While studying for a course in algebraic topology, the following question popped out:
Let $S,R$ be two commutative rings with unit, $A,B$ two $S$-modules, and assume that $R$ is also an $S$-module. Is it true that: $$\hom_S(A\otimes_SB,R)\cong\hom_S(A,R)\otimes_R\hom_S(B,R)$$ holds in general? And if not, under what kind of assumptions it could hold?

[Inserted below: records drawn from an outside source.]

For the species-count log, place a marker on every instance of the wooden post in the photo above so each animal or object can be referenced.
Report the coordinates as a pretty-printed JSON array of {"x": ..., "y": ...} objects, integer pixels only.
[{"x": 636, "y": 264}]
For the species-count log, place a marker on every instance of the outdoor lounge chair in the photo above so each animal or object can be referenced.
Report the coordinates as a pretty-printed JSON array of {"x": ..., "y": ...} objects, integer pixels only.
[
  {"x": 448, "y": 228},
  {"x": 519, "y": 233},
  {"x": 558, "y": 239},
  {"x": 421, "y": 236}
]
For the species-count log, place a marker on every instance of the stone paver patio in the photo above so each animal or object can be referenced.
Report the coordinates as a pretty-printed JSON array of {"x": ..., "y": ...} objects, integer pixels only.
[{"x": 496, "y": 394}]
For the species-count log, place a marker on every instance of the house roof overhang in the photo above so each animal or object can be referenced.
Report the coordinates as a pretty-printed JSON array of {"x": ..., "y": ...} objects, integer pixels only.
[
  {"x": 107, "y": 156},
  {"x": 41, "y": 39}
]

A little background could be of help. In our case, we had a map $f:S_p(X)\otimes_\mathbb{Z}S_q(Y)\to R$ (where $S_\bullet(X)$ is the singular chain complex on $X$), and a while later, the same map had to become an element of $S^p(X;R)\otimes_RS^q(Y;R)$ for a construction to work out. Thus in the question it would be enough to assume that $S=\mathbb{Z}$ and that $A,B$ are free abelian groups.
I tried to prove this for a while, and I think I got close to something looking like a proof for the simplified case exposed above (using generators of $A$ and $B$ and explicit homomorphisms between modules), however I'm not sure about all of the steps. I would really like an elegant proof relying on universal properties (or category theory), or a simple counterexample, if the statement is not true.

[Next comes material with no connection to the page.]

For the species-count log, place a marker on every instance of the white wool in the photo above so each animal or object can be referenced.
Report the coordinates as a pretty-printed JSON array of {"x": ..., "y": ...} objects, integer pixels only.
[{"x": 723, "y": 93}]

There is a canonical homomorphism from $\hom_S(A,R) \otimes_R \hom_S(B,R)$ to $\hom_S(A \otimes_S B,R)$. The question is if this is an isomorphism of $R$-modules.
It is true when $A$ and $B$ are finitely generated and projective (the standard proof works - show that $S$ works and that the class of "good" modules is closed under direct sums as well as direct summands).
Otherwise, it doesn't hold (even when $R=S$ is a field).